Almanac Soccer: Arnie and Australia off to the World Cup

 

 

After a dire 120 minutes of nervous football it all came down to penalties in Doha. Then we had a replay of what happened in 2005 at Stadium Australia, when Graham Arnold’s senior coach, Guus Hiddink, was saved by his goalkeeper. On that occasion, Hiddink planned to replace Mark Schwarzer who had been outstanding for the Socceroos, with Zeljko Kalac, believing that the latter would be better at saving penalties or intimidating the Uruguayan kickers. But after Brett Emerton limped off with cramp just before the end of extra-time and was replaced by Josip Skoko, ‘Lucky Guus’ had no more substitutes allowed. Schwarzer crucially saved two Uruguayan penalties, allowing John Aloisi to claim the glory with the decisive penalty.

 

This time Arnie was able to replace Matt Ryan with ‘Jelly Legs’ Andrew Redmayne, the Sydney FC custodian, whose routine and athleticism enabled him to outfox two of the Peruvian penalty kickers. That was enough to outweigh Martin Boyle’s miss when his shot came back off the post. Arnie will now go down in history as the first Australian-born coach to ply his trade at the final tournament. Ange Postecoglou qualified the Socceroos in 2015 but having concluded his contract decided to end his involvement with them. He felt then that Football Federation Australia’s ambition did not match his own and he set off to make his own history in Japan and now in Scotland with Celtic.

 

We already know the composition of Australia’s Group in Qatar in November. First game is against World Champions France, followed by matches against Denmark and Tunisia. No easy ones there, but this group of Socceroos will not be intimidated by that. With luck one of Australia’s talismen, Harry Soutar will be available by then as he recovers from an ACL replacement. He was in the picture on the sidelines in Doha, supporting the team. We still need a regular goalscorer in the national team, because chances are few and must not be wasted. Matt Leckie, Jamie McLaren, Mitch Duke, Nick D’Agostino and Marco Tillio have all been tried and are capable of scoring, but most of the goals in recent times have come from midfielders, including Jackson Irvine and Ajdin Hrustic, and wingers like Boyle and Awar Mabil.

 

Australia’s recent time spent in the Middle East will be a significant advantage.
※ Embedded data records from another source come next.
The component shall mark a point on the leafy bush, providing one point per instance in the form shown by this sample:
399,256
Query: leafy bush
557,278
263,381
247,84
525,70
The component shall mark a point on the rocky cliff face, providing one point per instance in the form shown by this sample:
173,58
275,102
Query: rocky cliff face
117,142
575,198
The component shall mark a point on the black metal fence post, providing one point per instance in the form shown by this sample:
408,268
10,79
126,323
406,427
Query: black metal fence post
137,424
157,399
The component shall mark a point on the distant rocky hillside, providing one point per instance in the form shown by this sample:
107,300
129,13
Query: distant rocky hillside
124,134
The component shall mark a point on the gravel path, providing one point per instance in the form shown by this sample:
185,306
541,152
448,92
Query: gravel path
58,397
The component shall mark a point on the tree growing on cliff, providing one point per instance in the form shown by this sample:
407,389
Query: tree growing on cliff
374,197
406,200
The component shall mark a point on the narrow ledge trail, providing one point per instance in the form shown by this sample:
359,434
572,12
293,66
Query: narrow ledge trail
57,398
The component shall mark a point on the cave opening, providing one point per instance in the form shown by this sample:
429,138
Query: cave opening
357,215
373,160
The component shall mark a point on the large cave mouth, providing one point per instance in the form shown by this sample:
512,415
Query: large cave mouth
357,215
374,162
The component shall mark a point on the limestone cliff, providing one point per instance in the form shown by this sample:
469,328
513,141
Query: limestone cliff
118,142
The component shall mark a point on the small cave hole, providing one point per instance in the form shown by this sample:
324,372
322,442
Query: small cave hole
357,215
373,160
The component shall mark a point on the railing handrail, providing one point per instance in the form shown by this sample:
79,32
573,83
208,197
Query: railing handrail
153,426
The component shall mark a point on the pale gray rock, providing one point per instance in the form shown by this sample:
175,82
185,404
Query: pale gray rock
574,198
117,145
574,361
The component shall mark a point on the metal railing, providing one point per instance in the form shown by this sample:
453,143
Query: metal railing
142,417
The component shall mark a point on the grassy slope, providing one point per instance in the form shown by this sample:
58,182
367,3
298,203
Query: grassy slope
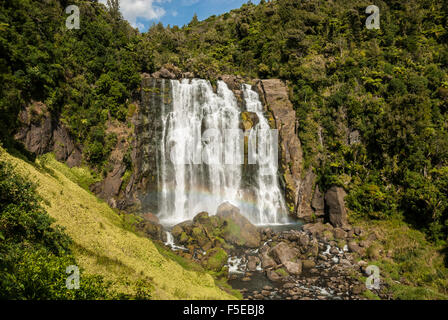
102,245
411,266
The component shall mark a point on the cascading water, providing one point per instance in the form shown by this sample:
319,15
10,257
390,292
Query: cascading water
200,163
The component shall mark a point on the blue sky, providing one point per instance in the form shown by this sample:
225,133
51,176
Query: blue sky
142,13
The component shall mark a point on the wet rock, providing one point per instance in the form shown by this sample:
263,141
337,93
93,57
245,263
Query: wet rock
151,229
274,95
294,268
215,259
252,263
267,262
304,240
359,288
308,264
272,275
265,293
282,253
339,233
318,203
237,229
334,200
354,247
151,217
249,120
288,285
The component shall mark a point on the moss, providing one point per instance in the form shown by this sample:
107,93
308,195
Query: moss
370,295
216,259
120,256
282,272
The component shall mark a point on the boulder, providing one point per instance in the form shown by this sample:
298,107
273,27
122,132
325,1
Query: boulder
151,217
274,94
267,262
334,200
178,229
215,259
252,263
272,275
318,202
151,229
354,247
283,253
308,264
237,230
248,120
294,268
339,233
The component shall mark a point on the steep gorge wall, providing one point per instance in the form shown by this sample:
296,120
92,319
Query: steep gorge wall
138,191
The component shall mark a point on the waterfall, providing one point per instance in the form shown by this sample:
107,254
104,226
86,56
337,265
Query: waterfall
201,161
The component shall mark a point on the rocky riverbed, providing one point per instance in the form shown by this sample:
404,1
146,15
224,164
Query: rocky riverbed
313,261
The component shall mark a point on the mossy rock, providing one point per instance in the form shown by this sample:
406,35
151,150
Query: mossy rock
282,272
216,259
183,238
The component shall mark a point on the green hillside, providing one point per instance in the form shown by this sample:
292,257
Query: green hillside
102,243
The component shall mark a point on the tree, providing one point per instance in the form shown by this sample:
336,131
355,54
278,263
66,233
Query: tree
114,8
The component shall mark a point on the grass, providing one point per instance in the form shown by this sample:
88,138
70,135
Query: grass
101,244
411,267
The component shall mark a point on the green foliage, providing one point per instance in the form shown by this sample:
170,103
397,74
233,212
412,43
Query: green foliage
34,254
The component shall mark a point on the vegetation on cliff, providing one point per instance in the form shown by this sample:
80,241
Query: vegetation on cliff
116,262
371,104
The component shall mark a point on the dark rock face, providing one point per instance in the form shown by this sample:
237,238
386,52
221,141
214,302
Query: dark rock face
141,192
334,199
110,187
238,230
318,202
274,95
282,253
152,229
40,134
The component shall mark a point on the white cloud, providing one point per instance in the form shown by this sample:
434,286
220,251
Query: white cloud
143,9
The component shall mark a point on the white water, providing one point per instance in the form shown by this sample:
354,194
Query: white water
197,175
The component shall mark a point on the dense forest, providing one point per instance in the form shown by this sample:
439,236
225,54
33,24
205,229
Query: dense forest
389,85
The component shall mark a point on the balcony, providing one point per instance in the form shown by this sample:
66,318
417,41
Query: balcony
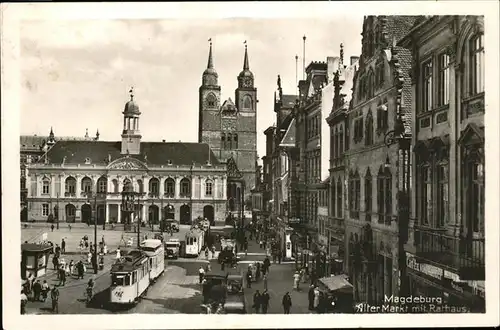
462,255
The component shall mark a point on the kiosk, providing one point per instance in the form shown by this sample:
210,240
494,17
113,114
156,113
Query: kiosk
34,259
The players and staff are fully acclimatised and comfortable in performing in indoor air-cooled arenas. They have been through long periods of COVID-affected lockdowns and spells without their families. They are battle hardened and I will be very surprised if they are surprised by anything they face in November. Getting France first up is a bonus. Australia only lost by a single goal to them in Russia in 2018. They will be beatable this time and such a result would send shockwaves through the group. Denmark may well have a strong and cohesive team, with Christian Ericksen, who collapsed with a heart problem, returning to club and international football since then. Tunisia will be highly athletic and unpredictable judging by their performances in African qualifying. I think this will be Australia’s best chance of getting out of its group since 2006.

 

Meantime we are assured of the world game coming to Australia next year when, along with New Zealand, we will be hosting the Women’s World Cup. We have a celebratory game for the Socceroos marking the centenary of games with New Zealand, the first of which was played in 1922 in Auckland.

 

The future is bright. The men’s Under-23 Olyroos are currently in the quarter-finals of their Asian competition in Uzbekistan. The Matildas’ coach is embarking on a plan to bring in a new group of aspiring youngsters to the senior team for upcoming camps and matches. The World Game will be Australia’s game for the next year, and that opportunity must not be wasted.